Despite clichés that musicians are show-offs, many (regardless of talent) fear playing to an audience on stage. Symptoms can include anxiety and hyper-alertness days before, then vomiting, diarrhea, irritability, mood swings, tremors and heart palpitations on the day itself.
This film follows 10 musicians all with substance problems as they struggle to overcome their demons whilst preparing to play a very special concert.
This film takes on the global economy and human toll of the ‘war’ on cocaine. From the farmers in Bolivia who grow coca leaves as their livelihood to Ecuadorian single mothers who are drug mules out of crippling poverty to the violence of the Mexican trafficking trade where thousands die every year, the film explores the international network of violence, imprisonment, poverty, and addiction that the drug causes in it’s wake.
China is the first country to label “Internet addiction” a clinical disorder. With extraordinary intimacy, Web Junkie investigates a Beijing rehab center where Chinese teenagers are deprogrammed, focusing on three teens, their parents and the health professionals determined to help them kick their habit.
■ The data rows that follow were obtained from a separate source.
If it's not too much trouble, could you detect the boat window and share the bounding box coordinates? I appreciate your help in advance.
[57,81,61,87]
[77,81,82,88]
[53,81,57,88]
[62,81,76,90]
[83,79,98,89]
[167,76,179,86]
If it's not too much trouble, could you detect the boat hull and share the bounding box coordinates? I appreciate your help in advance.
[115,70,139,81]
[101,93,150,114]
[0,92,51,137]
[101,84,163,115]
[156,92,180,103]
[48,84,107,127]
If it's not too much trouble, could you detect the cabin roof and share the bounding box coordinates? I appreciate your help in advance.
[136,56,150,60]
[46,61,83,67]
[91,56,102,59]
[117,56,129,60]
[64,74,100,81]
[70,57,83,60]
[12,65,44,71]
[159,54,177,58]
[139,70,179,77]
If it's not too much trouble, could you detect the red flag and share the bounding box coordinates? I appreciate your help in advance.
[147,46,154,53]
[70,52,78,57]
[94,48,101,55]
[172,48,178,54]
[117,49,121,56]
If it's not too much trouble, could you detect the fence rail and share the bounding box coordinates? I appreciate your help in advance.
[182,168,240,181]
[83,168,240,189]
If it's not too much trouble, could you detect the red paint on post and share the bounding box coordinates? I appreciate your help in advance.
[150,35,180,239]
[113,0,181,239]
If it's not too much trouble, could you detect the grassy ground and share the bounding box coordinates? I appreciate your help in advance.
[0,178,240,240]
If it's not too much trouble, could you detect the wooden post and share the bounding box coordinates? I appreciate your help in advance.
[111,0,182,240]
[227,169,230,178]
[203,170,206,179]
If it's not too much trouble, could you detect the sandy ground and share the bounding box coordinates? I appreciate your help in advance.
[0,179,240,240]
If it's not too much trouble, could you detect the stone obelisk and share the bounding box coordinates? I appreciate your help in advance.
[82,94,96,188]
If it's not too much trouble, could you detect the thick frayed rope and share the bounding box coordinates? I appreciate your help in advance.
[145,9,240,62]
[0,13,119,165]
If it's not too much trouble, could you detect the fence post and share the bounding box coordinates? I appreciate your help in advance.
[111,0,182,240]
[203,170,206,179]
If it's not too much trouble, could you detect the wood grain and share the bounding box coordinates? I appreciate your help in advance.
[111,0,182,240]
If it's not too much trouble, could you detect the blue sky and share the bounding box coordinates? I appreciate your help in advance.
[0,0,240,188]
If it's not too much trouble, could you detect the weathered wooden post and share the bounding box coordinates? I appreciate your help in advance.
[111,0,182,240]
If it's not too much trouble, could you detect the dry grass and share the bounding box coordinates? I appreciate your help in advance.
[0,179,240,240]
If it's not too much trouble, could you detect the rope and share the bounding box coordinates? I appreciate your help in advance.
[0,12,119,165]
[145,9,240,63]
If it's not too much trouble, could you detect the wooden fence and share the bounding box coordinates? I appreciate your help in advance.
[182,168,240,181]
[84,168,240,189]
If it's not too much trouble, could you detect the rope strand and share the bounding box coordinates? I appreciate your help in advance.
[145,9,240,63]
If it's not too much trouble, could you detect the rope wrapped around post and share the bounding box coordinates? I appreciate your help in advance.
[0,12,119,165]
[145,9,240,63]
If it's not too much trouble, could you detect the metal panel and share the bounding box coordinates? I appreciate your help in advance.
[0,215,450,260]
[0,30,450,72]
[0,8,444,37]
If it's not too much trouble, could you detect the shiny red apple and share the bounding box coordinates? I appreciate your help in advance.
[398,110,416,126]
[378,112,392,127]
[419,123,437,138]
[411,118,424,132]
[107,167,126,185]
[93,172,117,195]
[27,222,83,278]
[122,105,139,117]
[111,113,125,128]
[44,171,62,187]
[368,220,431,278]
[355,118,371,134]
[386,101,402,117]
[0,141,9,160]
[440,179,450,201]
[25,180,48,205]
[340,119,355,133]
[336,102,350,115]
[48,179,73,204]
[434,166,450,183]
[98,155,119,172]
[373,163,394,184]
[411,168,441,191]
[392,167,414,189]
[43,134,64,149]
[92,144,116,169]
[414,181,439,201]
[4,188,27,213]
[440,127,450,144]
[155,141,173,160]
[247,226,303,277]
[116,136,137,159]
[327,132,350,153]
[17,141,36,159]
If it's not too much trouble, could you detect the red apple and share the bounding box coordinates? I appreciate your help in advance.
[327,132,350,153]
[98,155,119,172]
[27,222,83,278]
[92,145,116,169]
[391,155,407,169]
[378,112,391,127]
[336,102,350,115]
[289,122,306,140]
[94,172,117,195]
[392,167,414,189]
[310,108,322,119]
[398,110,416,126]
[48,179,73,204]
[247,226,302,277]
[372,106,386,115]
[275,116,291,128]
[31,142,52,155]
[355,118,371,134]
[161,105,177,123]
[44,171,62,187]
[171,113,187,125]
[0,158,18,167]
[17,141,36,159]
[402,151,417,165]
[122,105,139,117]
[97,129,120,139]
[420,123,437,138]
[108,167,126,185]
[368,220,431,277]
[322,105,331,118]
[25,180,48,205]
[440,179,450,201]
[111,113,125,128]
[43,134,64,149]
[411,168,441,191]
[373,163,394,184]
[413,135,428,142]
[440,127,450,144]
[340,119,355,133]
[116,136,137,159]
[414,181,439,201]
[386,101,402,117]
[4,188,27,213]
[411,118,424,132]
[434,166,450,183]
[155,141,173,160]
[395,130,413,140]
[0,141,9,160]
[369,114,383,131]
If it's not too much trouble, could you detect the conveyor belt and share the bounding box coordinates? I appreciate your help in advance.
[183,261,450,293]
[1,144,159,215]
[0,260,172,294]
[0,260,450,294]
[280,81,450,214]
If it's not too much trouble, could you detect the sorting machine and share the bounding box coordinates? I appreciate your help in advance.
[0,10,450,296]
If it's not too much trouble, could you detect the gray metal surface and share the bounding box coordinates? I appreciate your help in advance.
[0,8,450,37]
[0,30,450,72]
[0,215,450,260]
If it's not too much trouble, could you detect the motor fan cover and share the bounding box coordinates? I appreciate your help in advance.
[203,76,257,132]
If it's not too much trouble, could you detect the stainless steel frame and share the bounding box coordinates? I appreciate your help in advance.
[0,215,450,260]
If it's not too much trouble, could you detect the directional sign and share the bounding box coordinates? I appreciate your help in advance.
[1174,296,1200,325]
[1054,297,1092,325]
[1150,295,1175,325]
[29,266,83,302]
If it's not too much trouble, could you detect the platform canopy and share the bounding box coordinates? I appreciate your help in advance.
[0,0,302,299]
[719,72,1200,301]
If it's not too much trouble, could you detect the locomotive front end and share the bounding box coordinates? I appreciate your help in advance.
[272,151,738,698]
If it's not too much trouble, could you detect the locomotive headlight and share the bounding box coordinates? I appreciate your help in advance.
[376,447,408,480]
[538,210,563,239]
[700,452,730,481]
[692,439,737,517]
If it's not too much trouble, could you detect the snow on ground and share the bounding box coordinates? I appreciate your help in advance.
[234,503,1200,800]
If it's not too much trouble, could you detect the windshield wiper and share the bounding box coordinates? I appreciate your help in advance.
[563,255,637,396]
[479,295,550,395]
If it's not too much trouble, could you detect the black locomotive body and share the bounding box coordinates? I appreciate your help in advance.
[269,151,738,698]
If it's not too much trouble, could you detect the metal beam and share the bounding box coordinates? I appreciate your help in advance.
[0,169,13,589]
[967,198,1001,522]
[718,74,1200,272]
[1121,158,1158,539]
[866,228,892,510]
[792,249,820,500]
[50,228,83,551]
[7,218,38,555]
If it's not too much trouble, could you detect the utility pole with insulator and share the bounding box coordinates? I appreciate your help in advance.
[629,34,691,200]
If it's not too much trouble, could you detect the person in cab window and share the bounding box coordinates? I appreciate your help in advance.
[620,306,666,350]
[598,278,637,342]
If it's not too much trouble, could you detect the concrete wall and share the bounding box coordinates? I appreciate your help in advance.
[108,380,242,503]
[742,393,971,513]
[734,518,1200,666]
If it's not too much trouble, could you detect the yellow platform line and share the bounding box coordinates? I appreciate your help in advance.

THE RUSSELL BRAND DOUBLE BILL
Ten years ago Russell Brand was addicted to heroin, his career was unraveling and he was told he may only have six months to live. The story of how he battled to stay clean of drugs is at the heart of “From Addiction To Recovery”.
The second film “End The War On Drugs” takes the debate to the international stage questioning policy makers and opinion formers, examines success stories like the “Portuguese model”, and more controversial solutions across Europe whilst continuing the thread of personal stories developed in the first documentary.